Es muy corta la distancia a la que te alcanzo jajajaj el que yo monte si me alcanzo un poco más lo probé en mi casa y alcanzo unos 10m, seria bueno que le montaras algun amplificador para la RF para ver cuanto más te puede alcanzar.

¿Con que metodo lo montaste?¿Manhattan ó completamente al aire?


----------



## electroandres (Sep 18, 2009)

manhaattan, pero el problema debe ser que tenia muchos equivos de prueba (generador de funciones, osciloscopio y fuente regulada de la put.. madre)y el problema antes mencionado (de el aula y los tubos)
ya lo voyu a probar al aire libre y me diceño con un 2n2222 un amplificador de redio frecuencia..


----------



## fer_jazz (Ene 16, 2010)

Bien me he armado el transmisor tal y como lo dice su autor y funciona espectacular, con una antena telescopica me ha dado unos 30 metros y el transmisor estaba al aire libre porque en casa me daba mucho menos, vere si puedo grabar un video de la transmision.


----------



## bocagonza (Jul 3, 2010)

muy bueno este pequeño aparatito, era el que estaba buscando, 


> me diceño con un 2n2222 un amplificador de redio frecuencia..

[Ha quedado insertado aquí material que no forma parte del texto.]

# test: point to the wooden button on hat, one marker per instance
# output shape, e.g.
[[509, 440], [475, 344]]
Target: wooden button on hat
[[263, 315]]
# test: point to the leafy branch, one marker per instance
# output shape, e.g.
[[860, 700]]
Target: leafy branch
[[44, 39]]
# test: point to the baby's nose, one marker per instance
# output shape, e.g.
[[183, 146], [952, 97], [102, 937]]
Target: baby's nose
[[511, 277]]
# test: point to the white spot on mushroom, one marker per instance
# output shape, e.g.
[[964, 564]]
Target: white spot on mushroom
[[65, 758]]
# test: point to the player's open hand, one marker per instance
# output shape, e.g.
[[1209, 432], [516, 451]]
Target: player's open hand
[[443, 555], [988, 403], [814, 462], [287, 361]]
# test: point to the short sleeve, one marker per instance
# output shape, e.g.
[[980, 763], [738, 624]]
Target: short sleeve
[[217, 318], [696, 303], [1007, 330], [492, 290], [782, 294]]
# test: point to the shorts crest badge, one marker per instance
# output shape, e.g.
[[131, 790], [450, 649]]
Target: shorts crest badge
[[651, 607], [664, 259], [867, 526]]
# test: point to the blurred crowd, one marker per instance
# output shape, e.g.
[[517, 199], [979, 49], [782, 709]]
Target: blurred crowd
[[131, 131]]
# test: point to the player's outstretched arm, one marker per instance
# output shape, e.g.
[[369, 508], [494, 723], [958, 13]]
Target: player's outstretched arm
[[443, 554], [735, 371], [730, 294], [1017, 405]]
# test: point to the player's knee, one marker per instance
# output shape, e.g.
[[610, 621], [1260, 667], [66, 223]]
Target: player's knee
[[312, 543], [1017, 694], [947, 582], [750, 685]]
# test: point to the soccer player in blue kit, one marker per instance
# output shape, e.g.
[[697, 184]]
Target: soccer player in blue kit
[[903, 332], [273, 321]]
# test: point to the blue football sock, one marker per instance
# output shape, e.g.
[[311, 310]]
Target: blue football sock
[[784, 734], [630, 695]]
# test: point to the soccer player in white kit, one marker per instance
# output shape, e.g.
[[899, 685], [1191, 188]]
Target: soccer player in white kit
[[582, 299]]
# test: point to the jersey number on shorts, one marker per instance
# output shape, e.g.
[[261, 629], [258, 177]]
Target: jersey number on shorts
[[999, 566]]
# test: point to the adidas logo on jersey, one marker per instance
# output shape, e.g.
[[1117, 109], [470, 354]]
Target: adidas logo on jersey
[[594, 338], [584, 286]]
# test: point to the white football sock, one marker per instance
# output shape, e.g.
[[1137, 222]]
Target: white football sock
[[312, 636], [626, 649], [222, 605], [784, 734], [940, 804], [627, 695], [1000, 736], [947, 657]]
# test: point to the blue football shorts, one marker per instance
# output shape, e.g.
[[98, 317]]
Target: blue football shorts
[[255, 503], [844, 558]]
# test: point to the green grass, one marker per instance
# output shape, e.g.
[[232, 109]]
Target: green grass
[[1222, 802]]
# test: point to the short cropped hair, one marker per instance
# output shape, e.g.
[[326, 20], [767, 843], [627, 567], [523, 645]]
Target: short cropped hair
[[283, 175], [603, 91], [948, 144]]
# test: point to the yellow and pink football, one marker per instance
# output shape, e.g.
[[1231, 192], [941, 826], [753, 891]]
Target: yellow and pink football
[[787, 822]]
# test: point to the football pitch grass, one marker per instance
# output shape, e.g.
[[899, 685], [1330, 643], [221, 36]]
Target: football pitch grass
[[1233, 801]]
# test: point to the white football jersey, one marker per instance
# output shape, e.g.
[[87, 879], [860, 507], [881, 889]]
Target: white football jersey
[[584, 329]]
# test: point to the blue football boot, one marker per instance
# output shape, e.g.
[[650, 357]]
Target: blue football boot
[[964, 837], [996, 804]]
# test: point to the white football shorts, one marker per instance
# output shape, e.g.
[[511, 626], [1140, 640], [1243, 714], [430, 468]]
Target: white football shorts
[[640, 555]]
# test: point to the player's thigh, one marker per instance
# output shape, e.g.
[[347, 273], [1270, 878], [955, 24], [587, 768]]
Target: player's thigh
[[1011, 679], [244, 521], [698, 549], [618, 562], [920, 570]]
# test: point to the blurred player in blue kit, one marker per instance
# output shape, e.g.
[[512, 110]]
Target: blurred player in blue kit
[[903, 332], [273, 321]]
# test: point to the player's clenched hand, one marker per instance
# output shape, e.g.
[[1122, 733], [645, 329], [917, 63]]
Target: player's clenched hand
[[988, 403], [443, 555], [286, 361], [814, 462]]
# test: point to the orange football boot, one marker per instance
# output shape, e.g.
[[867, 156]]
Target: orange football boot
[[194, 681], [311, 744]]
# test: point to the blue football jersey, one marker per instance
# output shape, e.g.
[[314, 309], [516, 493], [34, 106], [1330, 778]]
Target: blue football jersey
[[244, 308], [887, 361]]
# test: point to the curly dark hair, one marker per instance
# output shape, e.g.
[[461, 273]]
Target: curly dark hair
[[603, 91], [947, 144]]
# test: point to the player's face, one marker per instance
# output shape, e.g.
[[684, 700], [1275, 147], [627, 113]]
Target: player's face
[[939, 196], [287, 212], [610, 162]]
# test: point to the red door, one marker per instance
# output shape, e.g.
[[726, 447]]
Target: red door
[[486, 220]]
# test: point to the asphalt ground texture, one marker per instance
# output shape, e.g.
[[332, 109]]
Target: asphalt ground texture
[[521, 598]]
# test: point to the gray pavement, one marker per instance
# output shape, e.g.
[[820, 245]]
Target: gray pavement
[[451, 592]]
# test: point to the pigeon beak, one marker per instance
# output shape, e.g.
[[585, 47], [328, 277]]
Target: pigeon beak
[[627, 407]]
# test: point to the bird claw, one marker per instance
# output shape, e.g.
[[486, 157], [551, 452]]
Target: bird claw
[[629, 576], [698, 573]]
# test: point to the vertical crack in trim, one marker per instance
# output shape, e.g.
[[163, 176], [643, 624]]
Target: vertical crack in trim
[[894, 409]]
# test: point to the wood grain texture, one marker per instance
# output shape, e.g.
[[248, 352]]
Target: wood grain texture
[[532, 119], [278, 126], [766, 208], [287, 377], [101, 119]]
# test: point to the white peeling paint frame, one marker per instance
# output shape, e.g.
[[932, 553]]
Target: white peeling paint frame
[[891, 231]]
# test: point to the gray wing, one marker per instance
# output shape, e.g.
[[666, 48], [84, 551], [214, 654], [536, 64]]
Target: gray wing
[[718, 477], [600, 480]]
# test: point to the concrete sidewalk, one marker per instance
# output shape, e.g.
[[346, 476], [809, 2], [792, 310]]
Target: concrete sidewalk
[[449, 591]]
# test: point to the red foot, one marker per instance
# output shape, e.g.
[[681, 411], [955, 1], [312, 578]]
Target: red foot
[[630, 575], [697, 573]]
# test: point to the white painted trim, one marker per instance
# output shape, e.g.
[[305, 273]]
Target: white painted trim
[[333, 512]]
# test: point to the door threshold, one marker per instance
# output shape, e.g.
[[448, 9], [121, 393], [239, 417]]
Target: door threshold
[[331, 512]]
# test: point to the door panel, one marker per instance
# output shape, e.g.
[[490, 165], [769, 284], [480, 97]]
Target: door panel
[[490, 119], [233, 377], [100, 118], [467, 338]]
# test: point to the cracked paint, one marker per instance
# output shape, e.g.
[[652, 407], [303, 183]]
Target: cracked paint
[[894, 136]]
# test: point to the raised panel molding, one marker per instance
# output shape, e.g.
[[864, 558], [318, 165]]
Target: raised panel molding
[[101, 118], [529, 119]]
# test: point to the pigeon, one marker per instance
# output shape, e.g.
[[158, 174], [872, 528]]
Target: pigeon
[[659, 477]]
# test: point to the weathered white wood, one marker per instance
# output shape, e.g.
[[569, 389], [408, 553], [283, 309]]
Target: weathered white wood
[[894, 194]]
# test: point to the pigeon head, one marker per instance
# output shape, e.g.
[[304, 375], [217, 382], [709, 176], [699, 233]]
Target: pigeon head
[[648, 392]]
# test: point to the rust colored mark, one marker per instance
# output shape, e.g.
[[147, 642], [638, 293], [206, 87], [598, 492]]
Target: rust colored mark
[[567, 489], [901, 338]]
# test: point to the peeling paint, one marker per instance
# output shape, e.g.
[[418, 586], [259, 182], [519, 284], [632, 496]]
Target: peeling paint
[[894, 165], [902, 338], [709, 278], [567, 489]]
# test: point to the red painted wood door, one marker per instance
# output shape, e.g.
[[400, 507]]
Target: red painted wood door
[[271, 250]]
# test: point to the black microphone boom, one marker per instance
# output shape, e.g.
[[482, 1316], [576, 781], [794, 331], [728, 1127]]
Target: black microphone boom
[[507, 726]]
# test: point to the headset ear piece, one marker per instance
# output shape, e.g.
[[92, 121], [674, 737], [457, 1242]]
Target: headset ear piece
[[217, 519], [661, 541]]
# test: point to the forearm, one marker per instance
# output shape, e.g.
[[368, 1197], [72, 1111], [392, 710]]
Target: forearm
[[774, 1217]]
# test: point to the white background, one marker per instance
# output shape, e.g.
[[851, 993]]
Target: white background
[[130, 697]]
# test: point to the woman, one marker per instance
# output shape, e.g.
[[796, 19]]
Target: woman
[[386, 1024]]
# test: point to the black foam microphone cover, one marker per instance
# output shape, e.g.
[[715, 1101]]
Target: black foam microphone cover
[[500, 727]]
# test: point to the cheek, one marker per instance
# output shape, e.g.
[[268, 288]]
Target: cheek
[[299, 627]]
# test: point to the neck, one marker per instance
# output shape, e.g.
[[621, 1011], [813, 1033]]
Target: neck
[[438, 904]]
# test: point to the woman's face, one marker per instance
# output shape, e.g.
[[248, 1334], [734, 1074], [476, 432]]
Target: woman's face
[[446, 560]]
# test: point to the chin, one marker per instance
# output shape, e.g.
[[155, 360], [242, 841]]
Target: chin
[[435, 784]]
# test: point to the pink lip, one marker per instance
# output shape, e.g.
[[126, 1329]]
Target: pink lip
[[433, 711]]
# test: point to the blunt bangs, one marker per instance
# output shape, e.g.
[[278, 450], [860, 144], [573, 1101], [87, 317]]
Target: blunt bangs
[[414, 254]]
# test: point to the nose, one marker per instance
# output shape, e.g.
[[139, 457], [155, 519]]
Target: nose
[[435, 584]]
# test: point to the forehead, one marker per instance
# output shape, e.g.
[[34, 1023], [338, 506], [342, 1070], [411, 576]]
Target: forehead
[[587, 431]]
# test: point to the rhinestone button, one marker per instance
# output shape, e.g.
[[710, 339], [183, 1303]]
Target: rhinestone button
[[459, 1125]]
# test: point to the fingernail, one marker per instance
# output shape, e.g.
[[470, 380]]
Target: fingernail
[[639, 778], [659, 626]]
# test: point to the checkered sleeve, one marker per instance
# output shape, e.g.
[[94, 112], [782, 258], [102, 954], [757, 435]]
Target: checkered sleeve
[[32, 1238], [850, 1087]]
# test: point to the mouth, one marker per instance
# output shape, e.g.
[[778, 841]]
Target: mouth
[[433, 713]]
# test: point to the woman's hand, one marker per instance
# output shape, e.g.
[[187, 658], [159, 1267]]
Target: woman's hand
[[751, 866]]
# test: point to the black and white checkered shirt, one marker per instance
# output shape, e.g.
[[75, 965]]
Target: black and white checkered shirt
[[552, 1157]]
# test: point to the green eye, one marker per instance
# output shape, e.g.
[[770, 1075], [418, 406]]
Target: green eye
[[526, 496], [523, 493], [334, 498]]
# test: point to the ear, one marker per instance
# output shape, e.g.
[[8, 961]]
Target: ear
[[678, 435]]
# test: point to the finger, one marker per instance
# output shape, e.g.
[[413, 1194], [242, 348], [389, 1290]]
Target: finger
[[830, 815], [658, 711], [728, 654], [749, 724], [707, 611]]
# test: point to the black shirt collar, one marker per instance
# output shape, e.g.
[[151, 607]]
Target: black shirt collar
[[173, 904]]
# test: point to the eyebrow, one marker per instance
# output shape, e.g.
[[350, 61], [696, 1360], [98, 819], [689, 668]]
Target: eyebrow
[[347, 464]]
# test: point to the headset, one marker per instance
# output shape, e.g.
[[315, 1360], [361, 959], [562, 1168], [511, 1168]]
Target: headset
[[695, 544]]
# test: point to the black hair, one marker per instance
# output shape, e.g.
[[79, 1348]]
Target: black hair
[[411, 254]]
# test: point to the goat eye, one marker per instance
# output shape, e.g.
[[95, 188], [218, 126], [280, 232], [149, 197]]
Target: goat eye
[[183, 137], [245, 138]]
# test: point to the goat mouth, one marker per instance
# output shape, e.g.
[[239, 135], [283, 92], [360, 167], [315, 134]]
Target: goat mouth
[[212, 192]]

  anda igual con este transistor??
cuanto duraria la bateria????
 si funca con el 2n2222 lo armo en unos dias y subo los esquemas del armado, ya que tengo todo para hacerlo menos 2sc2001


----------



## fer_jazz (Jul 4, 2010)

La verdad no se si funcione con un 2n2222, pero puedes probar la bateria te dura un buen tiempo, creo que solo consume a lo mucho 10mA.


----------



## bocagonza (Jul 4, 2010)

con un tranasistor bc547??    u otro parecido porque en mi tienda de electronica no hay de esa clase,
listo, el circuitoconsume 10mA, pero la bateria de 9V. cuantos ampers tiene?


----------